The batch system
The batch system is used to distribute computing jobs to the cluster. It can be used in two ways, via scripts and interactively. A typical script could look as following:
#PBS -o /home/u/username/output.dat
#PBS -l walltime=2:00:00,nodes=1
#PBS -M username@uni-muenster.de
#PBS -m ae
#PBS -q default
#PBS -N Jobname
#PBS -j oe
cd $PBS_O_WORKDIR
./a.out
The lines stand for:
- Name of the standard output file
- Approximated walltime of the computation ( 2 hours), number of nodes (here: 1 core on an arbitrary node)
- Email address of the user
- Email notification, if the job aborts and finishes
- Name of the queue.
- Name of the job
- Put standard output and standard error messages in a single file
- Change directory to the place, where the script has been submitted
- Call a program
Put these commands in a file and submit it via "qsub filename" to enqueue your job in the batch system.
Job monitoring
For a graphical overview of all running jobs, the utility pbstop can be used.

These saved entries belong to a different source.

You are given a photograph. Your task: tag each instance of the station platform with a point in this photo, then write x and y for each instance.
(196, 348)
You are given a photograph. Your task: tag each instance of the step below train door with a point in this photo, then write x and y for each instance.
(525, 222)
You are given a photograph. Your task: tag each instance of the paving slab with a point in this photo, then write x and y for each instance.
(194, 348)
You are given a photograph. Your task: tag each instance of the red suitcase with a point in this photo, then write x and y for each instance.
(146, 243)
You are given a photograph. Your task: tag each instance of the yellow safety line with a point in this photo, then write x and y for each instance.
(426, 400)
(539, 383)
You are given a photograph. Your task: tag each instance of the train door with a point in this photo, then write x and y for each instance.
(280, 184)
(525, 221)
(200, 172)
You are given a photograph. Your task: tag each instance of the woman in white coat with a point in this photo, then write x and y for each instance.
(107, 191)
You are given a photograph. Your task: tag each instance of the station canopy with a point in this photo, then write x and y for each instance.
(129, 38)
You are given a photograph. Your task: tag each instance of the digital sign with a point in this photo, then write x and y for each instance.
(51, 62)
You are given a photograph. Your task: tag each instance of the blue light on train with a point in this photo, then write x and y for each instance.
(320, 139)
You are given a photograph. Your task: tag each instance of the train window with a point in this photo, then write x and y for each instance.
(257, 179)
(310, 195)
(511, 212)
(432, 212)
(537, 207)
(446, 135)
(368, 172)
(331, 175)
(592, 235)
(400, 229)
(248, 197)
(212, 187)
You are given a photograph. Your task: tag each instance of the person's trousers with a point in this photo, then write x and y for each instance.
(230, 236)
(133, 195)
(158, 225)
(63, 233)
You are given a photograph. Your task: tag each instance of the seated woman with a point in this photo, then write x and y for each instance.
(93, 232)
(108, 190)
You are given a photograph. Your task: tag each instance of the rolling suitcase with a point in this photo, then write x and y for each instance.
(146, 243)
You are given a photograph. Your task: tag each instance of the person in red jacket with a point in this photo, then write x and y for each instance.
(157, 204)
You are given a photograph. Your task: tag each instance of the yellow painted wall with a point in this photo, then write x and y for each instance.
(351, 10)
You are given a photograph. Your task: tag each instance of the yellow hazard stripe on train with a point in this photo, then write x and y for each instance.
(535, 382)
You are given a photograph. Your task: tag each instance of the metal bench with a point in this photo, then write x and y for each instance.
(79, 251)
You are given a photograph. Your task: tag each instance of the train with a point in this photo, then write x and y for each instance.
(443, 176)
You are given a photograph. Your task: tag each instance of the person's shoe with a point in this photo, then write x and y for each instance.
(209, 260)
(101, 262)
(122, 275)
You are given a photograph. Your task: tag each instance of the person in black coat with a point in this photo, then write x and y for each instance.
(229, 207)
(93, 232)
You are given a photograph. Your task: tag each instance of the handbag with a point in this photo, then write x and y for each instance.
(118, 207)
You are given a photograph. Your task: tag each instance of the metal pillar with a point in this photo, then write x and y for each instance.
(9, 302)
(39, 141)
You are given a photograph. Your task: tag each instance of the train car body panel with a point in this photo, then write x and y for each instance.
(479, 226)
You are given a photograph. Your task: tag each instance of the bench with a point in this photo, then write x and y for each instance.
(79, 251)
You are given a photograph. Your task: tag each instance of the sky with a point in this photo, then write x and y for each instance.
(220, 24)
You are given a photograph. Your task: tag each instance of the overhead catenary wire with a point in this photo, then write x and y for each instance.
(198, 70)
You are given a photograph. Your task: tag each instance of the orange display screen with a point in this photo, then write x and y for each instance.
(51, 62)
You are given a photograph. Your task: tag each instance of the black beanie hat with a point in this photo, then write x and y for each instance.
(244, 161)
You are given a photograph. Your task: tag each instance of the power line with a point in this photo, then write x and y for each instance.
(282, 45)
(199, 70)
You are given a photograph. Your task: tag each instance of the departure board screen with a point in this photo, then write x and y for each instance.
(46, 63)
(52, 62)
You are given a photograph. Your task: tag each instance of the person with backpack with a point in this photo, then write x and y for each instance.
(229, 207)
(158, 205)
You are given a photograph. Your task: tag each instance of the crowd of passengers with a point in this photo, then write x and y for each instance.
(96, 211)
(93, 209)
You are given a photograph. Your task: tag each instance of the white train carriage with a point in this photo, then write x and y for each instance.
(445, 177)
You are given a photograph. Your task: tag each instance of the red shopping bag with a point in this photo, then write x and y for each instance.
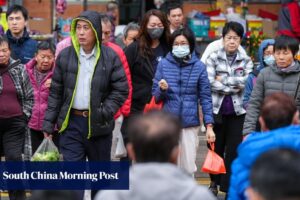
(153, 105)
(213, 163)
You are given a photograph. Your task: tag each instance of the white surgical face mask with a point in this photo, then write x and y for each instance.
(181, 51)
(269, 60)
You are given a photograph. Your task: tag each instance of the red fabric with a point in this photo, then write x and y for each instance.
(266, 14)
(2, 2)
(125, 109)
(41, 93)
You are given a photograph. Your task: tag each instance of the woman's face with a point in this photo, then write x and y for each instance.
(44, 59)
(231, 42)
(283, 57)
(4, 53)
(180, 41)
(154, 22)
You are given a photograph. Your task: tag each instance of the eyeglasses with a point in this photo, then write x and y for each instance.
(234, 38)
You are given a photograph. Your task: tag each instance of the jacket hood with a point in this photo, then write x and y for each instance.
(172, 59)
(262, 46)
(181, 187)
(294, 69)
(94, 19)
(24, 37)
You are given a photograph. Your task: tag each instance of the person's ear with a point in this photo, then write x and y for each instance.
(174, 155)
(262, 124)
(252, 194)
(295, 120)
(130, 151)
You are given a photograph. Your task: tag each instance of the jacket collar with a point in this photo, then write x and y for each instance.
(221, 54)
(22, 39)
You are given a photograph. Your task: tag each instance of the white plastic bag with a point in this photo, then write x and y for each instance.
(47, 151)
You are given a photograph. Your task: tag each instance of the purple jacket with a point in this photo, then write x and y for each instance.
(41, 93)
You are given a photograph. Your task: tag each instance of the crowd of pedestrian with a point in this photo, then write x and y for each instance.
(85, 88)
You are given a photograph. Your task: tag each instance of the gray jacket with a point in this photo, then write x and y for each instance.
(270, 79)
(158, 181)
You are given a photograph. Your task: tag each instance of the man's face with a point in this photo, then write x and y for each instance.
(16, 22)
(106, 31)
(176, 18)
(4, 53)
(44, 59)
(131, 36)
(85, 34)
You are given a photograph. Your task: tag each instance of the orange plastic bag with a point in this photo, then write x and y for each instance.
(153, 105)
(213, 163)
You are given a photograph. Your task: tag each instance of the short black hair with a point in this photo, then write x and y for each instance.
(186, 32)
(275, 175)
(112, 5)
(278, 110)
(174, 6)
(153, 136)
(130, 27)
(17, 8)
(286, 42)
(45, 45)
(3, 39)
(235, 27)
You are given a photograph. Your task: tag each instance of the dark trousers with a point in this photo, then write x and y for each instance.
(74, 145)
(37, 138)
(12, 136)
(228, 132)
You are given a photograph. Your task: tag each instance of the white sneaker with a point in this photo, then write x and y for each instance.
(203, 129)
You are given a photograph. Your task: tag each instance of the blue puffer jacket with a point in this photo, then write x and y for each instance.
(22, 48)
(251, 80)
(254, 145)
(188, 85)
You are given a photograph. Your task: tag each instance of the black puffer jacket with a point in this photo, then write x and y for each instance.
(142, 74)
(109, 87)
(270, 80)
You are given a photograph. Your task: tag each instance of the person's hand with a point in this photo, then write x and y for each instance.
(163, 85)
(48, 83)
(47, 135)
(210, 134)
(219, 78)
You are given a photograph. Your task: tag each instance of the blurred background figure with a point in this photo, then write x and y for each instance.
(275, 175)
(131, 32)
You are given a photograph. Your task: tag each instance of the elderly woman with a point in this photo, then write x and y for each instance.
(283, 76)
(40, 71)
(16, 101)
(228, 70)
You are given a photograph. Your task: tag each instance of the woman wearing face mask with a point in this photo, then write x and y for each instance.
(181, 82)
(266, 58)
(283, 76)
(143, 56)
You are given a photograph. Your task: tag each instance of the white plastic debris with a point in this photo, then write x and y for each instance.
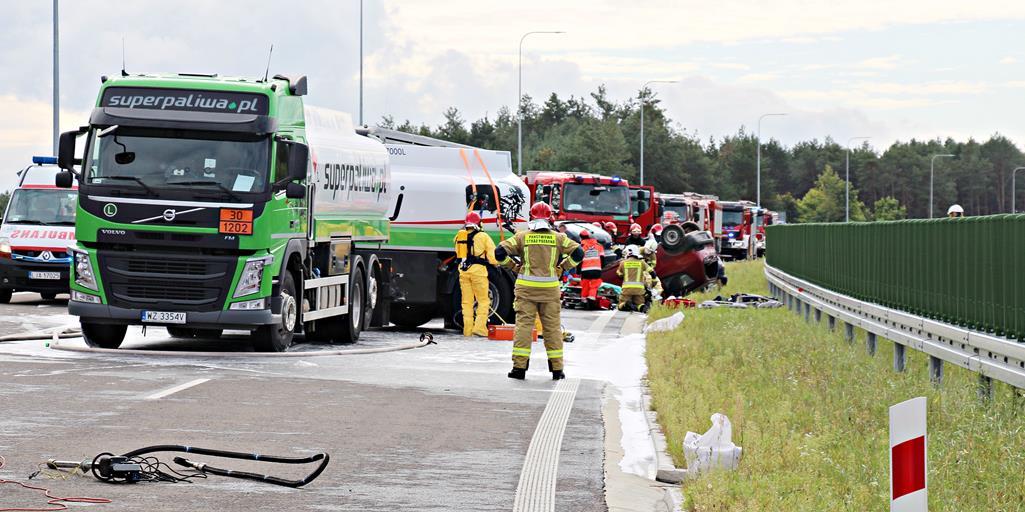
(711, 450)
(666, 324)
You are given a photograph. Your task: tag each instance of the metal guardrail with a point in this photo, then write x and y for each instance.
(989, 355)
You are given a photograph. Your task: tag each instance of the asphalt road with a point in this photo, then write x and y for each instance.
(433, 428)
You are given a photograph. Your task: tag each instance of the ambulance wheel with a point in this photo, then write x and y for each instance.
(104, 336)
(346, 329)
(412, 315)
(278, 337)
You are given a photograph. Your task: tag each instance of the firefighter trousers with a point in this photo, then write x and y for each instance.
(631, 297)
(474, 287)
(526, 312)
(588, 289)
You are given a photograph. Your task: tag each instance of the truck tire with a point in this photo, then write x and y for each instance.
(278, 337)
(412, 315)
(346, 329)
(103, 335)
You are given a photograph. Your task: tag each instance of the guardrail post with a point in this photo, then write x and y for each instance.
(936, 370)
(985, 387)
(900, 359)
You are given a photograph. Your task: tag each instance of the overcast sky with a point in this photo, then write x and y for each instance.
(892, 70)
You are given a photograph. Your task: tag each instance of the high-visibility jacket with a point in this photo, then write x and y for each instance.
(592, 252)
(544, 254)
(477, 248)
(634, 272)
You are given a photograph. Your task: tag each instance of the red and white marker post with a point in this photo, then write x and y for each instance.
(908, 449)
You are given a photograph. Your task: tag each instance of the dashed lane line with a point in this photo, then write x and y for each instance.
(172, 390)
(536, 491)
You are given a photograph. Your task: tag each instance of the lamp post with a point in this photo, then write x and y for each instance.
(932, 175)
(847, 179)
(1013, 174)
(519, 99)
(757, 160)
(56, 80)
(644, 88)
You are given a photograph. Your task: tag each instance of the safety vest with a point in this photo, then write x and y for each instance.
(541, 252)
(592, 251)
(633, 273)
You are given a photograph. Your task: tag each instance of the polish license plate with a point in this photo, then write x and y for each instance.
(44, 275)
(164, 316)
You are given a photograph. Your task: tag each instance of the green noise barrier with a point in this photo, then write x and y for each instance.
(968, 271)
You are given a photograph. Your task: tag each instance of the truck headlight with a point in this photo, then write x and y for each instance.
(84, 275)
(252, 276)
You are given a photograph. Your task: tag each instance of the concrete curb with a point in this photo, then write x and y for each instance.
(174, 353)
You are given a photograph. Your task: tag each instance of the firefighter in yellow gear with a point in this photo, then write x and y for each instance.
(476, 252)
(544, 253)
(636, 272)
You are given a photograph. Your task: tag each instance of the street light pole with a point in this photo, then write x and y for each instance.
(847, 179)
(757, 160)
(1013, 174)
(644, 88)
(932, 175)
(56, 79)
(519, 99)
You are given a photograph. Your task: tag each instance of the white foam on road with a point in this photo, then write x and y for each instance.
(620, 361)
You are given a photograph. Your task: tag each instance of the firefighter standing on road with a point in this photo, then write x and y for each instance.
(634, 271)
(476, 251)
(590, 269)
(544, 253)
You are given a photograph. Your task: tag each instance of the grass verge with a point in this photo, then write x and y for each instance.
(811, 413)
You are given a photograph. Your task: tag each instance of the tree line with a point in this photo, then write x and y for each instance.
(602, 135)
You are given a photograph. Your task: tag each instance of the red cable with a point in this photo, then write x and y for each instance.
(55, 501)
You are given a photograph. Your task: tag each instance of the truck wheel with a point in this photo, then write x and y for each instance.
(412, 315)
(104, 336)
(346, 329)
(277, 338)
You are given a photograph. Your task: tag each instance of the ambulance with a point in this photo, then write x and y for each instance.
(38, 226)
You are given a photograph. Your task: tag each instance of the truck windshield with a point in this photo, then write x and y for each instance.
(157, 161)
(601, 200)
(733, 218)
(42, 207)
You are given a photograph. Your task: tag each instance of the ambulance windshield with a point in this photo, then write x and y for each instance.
(161, 161)
(42, 207)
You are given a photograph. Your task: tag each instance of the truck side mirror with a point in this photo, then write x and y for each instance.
(64, 179)
(298, 162)
(295, 190)
(66, 150)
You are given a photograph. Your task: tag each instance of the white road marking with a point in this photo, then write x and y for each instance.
(536, 491)
(179, 387)
(603, 320)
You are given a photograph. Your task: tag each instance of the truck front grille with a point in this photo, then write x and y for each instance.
(151, 281)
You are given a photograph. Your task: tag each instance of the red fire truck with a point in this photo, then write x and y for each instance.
(593, 198)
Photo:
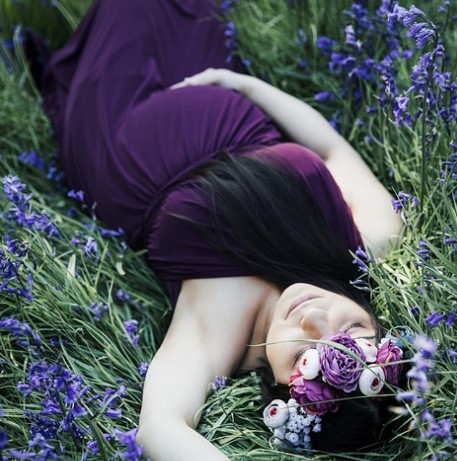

Another possibility is the command line tool "qstat". The following options are useful:
- qstat -a: Shows all queued and jobs
- qstat -u username: Shows only the jobs of the specified user
- qstat -n PID: Shows the nodes that are running the specified job
- qstat -f PID: Shows the full information of the specified job
Choosing the compute nodes
Switch in submit script |
Compute nodes |
Useful statements | |
-l nodes=1:smp:ppn=6 | 6 Cores on zivsmp001 |
-l nodes=1:hpc:ppn=8 | 8 Cores of a single node (e.g. node016). Only with this method it is ensured that you will get a nodes for your own so that your job does not interfere with other jobs! |
-l nodes=node016:ppn=8 | Explicit selection of node016 with all of its cores |
Not recommended statements | |
-l nodes=10 | 10 arbitrary cores of the HPC nodes or ZIVSMP. |
-l nodes=2:smp:ppn=4 |
The jobs will not start since there is only one node with the property "smp" (ZIVSMP) |
The maximum walltime that can be used is 160 hours.